Who is Follina and What Has She Done With Microsoft?
Meet Follina. She’s an online bug or vulnerability that lets attackers run malicious code remotely to manipulate a user’s programs and data. And she’s got her hands on Microsoft.
Discovery of Follina
The vulnerability, known as a remote code execution (RCE) vulnerability, was discovered in the Microsoft Support Diagnostics Tool (MSDT) on May 27 of this year. It was found lurking in a Microsoft Word document thanks to the VirusTotal virus scanning tool. After some further research from Microsoft, it turns out that the vulnerability was also reported back in April, with a more recent remote code execution vulnerability reported targeting the US and European government employees as well as a major telecoms provider here in Australia. We don’t see which company was hacked, so it looks like they’re keeping it pretty under wraps.
Risk of vulnerability
Microsoft said of Follina (which, by the way, is named after an Italian village that shares an area code with the vulnerability reference number):
An attacker who exploits this vulnerability could run code with the privileges of the calling application. The attacker can then install programs, view, change or delete data, or create new accounts in the context allowed by user rights. ”
Follina has been designated as “critical” by the Australian Government’s Cyber Security Centre. The ACSC also said it is aware that the vulnerability targets local Australian organizations.
When the bug was first discovered, Microsoft reportedly labeled it a “security-related issue.” However, they later said that the problem had been fixed, although they did not announce an official fix.

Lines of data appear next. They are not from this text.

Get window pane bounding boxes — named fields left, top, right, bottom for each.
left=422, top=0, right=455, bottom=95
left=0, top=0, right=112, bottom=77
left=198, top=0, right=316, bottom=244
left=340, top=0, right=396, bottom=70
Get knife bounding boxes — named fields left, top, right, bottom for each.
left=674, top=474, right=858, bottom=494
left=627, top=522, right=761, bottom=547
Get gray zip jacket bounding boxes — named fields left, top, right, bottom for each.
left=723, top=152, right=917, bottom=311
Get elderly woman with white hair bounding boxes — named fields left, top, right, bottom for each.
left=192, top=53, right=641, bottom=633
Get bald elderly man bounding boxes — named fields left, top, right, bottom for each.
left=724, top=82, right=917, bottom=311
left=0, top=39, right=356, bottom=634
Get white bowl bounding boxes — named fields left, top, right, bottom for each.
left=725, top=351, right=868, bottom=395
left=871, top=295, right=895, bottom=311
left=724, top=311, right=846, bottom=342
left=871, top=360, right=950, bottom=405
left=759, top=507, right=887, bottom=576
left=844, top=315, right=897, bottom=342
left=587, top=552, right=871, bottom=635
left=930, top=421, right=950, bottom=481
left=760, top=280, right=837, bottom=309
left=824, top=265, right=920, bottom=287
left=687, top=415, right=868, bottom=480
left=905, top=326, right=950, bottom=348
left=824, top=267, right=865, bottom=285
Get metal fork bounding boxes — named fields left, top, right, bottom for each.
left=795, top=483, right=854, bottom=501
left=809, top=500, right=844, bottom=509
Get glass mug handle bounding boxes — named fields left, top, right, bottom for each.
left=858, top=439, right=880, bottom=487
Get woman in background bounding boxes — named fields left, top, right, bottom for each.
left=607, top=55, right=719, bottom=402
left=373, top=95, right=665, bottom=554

However, Microsoft recently released a patch to protect users from Follina once and for all. Their June 14 Windows security update included fixes for the vulnerability, and users are advised to install the updates to plug the Follina vulnerability. If your system is set to update automatically, you’re good to go – you shouldn’t have to do anything.
As a further helping hand, Microsoft released a list of its products that were affected by Follina. If you use any of these products, please install the June updates as soon as possible.
Who is Affected by Follina?
Follina affects various Microsoft products, including Office suite 2013, 2016, 2019, and 2021 applications, and some versions of Office included a Microsoft 365 license installed on Windows desktop PCs and servers since 2007.
Due to Microsoft Office’s status as the most popular business productivity software in the world, the expected impact is high and global in scope, affecting most personal and corporate computing environments. Office applications are vulnerable to Follina even with Office VBA macros turned off, further increasing the scope of potential victims. Because Follina is simple to exploit, even a novice attacker could take remote control of systems, and publicly available proofs-of-concept make accessing or creating Follina malware easy.
How bad is Follina?
Follina is a high-severity security vulnerability considered trivial to exploit and can lead to remote code execution (RCE). Follina does require user interaction to achieve payload execution, but this can be achieved by tricking a victim into opening a malicious document or link delivered via email or social media.
Once a document containing Follina malware has been opened, RCE with the system permissions level of the compromised Office application is possible. Once the attacker has RCE at user-level permissions, they can exploit any user applications, destroy or ransom documents, or redirect their attack tactic to escalate privileges, seeking to obtain complete system admin privileges and pivot to compromise more valuable targets within the victim’s network environment.
How to Protect Against Follina?
Microsoft initially published a temporary workaround for Follina that prevents a successful attack via known vectors. The first officially prescribed fix was to disable the MSDT protocol in the Windows operating system. Since then, Microsoft has released Windows updates that prevent the MSDT protocol from automatically executing attacker-supplied code. But organizations should also employ user awareness training programs to better educate staff about how to identify phishing attacks.
What is the Follina vulnerability?
Follina is a high-severity vulnerability discovered in the Microsoft Office suite of products that are considered trivial to exploit and can lead to remote code execution by an attacker. It affects Microsoft Office 2013, 2016, 2019, and 2021 (and some versions of Office included with a Microsoft 365 license) installed on all Windows desktop and server versions since 2007.
Follina payloads can be delivered remotely through the opening of an infected document; malware executed via Follina can perform a wide range of malicious activity on the victim’s device, from stealing banking credentials to locking up systems and demanding a ransom to exfiltrating sensitive information, such as personal, medical, or financial data.
How do I protect against Follina?
The first officially available remediation was to disable the MSDT protocol altogether, but Microsoft has since released updates to Windows that will prevent the MSDT protocol from automatically executing attacker-supplied code. Implementing the initial workaround fix and installing Windows updates is highly recommended.